One such resource is technology, which plays a large role in the seven self-contained classrooms located throughout Garden City Park School, the Hillside Grade School and the New Hyde Park Road School. The district is in the first year of using iPads with special education students, and has also incorporated SMART Boards and SMART tables in the classroom. Brodeur says that these new resources are an additional motivator and they also provide a more interactive approach to learning.

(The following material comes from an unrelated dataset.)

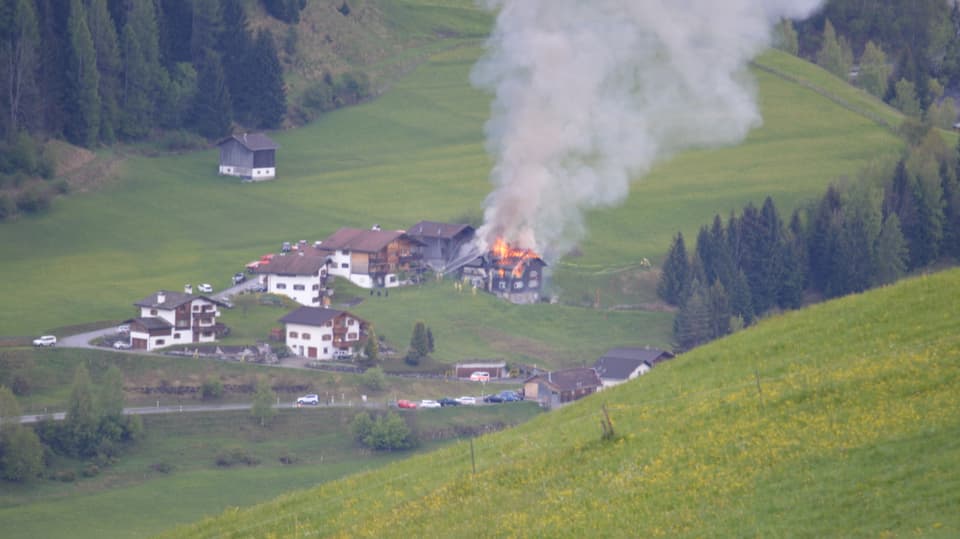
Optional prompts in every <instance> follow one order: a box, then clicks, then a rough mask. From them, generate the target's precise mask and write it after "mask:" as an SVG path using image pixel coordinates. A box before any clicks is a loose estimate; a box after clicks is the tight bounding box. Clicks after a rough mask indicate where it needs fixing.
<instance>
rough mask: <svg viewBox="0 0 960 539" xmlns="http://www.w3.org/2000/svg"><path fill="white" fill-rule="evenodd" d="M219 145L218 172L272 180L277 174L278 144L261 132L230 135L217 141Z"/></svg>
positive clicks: (248, 180) (238, 176)
mask: <svg viewBox="0 0 960 539" xmlns="http://www.w3.org/2000/svg"><path fill="white" fill-rule="evenodd" d="M217 146H219V147H220V174H221V175H226V176H238V177H240V178H243V179H245V180H248V181H262V180H272V179H273V178H275V177H276V176H277V148H279V147H280V146H279V145H278V144H277V143H276V142H274V141H273V140H271V139H270V137H268V136H266V135H264V134H262V133H244V134H242V135H231V136H229V137H227V138H225V139H223V140H221V141H220V142H218V143H217Z"/></svg>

“I think it really enhances the student’s motivation. We are living in a media tuned 21st century. Because a student is able to see a variety of media being presented via the SMARTBoard, the SMART table or the iPad, the child is able to utilize a variety of learning styles and learning approaches and is able to master what is appropriate for his or her program,” Brodeur said.
Parents have been very involved in ensuring the success of the district’s special education program. Brodeur notes that SEPTA has already held two evening meetings this year that have been very successful, with more than 35 parents in attendance at each of the meetings. One meeting discussed resources for parents, and the other featured an educational therapist who discussed enhancing study tools for the special needs child. Future meetings will cover topics such as the legal aspects of special education and attention deficit disorder.
Brodeur also noted that an instructional support team met on a weekly basis to coordinate responses to intervention and academic intervention services.
At the meeting, Superintendent Robert Katulak also noted that New Hyde Park-Garden City Park students and staff were currently preparing for the New York State assessments. Clinics for students needing math help will be held Jan. 14 to Feb. 4, and English Language Arts clinics will begin Feb. 25 and continue to March 18.
Katulak also announced that the first public budget input session would be held Jan. 7 at 7:30 p.m. at Garden City Park school. The meeting will be followed by the next New Hyde Park Board of Education meeting at 8 p.m.